Hurricane relief efforts impacted by solar flares

Better prediction is needed for space weather events.

Solar flares caused radio blackouts that disrupted hurricane relief efforts in September 2017, when three separate Atlantic Ocean storms posed a threat to land, according to a new study published in the American Geophysical Union’s (AGU) journal Space Weather.

As category 5 Hurricane Irma made landfall in Barbuda, Tropical Storm Katia intensified in the Gulf of Mexico, and Tropical Storm Jose headed toward the open ocean on September 6, two major solar flares erupted on the Sun’s surface.

Both tropical storms were upgraded to hurricanes later that day. Both solar storms were of the most intense X-class, with the first an X-2.2 and the second an X-9.3.

As warned by the National Oceanic and Atmospheric Administration’s (NOAA) Space Weather Prediction Center, radio communications went down for several hours during the morning and afternoon, as reported by amateur radio operators helping with emergency communications to the islands affected by Hurricane Irma.

Several days later, NOAA confirmed that high-frequency radio, used by emergency bands, did not operate for as long as eight hours on September 6.

Another X-class flare that erupted on the Sun on September 10 took radio communication down for three hours, just as Hurricane Jose battered the Bahamas and Leeward Islands, and Hurricane Irma bore down on Cuba.

A group of licensed amateur radio operators known as the Hurricane Watch Net confirmed the solar flares disrupted radio communications over several critical hours.

“You can hear a solar flare on the air as it’s taking place,” said Hurricane Watch Net manager Bobby Graves of Jackson, Mississippi. “It’s like hearing bacon fry in a pan; it just all of a sudden gets real staticky and then it’s like someone just turns the light completely off, you don’t hear anything.  And that’s what happened this last year on two occasions.
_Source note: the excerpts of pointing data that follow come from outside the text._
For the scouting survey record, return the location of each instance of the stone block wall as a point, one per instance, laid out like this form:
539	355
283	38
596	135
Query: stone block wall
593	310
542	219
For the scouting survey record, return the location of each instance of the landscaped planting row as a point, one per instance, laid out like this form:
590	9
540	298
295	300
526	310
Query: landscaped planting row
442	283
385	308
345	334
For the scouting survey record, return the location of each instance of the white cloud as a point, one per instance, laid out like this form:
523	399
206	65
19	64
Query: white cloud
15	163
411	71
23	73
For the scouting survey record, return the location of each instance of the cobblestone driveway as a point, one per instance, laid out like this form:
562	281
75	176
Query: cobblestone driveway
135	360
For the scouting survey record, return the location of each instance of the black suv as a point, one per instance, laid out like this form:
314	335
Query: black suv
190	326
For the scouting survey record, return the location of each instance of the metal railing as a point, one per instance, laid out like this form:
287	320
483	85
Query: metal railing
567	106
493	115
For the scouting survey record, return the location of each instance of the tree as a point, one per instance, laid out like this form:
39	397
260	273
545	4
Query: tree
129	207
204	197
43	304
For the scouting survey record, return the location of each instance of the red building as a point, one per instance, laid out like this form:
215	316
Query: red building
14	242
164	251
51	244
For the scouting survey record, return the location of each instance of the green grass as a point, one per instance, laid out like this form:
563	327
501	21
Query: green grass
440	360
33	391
We had to wait ’til the power of those solar flares weakened, so that our signals could actually bounce back off the atmosphere. It was a helpless situation.”
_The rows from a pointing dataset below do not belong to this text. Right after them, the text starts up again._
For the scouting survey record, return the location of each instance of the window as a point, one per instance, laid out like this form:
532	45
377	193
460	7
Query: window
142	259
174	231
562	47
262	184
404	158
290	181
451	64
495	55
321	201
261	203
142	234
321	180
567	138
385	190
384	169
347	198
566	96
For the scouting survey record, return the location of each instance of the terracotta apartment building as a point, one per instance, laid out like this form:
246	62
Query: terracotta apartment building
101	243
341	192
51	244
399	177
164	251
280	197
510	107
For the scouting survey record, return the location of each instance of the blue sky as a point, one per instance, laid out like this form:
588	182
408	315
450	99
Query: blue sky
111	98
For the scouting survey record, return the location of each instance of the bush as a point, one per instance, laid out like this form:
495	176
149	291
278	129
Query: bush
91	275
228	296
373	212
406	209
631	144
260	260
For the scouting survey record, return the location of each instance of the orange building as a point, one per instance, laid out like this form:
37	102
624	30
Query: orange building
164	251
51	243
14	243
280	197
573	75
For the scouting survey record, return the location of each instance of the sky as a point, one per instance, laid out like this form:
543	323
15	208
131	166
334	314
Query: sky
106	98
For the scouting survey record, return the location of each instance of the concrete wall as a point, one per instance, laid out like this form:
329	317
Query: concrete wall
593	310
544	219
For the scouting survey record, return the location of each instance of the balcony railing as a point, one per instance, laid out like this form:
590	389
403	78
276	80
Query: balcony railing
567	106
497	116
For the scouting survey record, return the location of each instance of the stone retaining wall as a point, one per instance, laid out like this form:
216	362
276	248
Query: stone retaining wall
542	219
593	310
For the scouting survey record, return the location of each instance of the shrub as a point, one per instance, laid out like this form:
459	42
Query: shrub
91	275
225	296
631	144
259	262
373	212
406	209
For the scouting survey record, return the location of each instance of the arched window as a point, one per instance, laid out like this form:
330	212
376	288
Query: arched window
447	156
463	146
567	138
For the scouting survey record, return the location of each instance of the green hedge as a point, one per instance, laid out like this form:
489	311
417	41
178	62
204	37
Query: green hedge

The coinciding of both space and Earth weather aggravated an already tense situation, confirmed study lead author Rob Redmon, space scientist with NOAA’s National Centers for Environmental Information (NCEI) in Boulder, Colorado.

During hurricanes and tropical storms, amateur radio operators transmit crucial information regarding people who need rescue.

The study provides suggestions on improving the prediction of space weather and discusses safeguards that can be put in place to better deal with a joint recurrence of Earth and space weather. It also acknowledges that some protections that already were in place did alleviate the situation.

“Safeguards put in place to prevent dangerous disruption to GPS from solar events worked. In many ways, we were ready. Some things that could have caused big problems didn’t, but shortwave radio is always tricky to use during solar events. But good radio operators are aware of the events and will work hard to overcome problems,” stated Mike Hapgood, head of space weather at Rutherford Appleton Laboratory in the United Kingdom.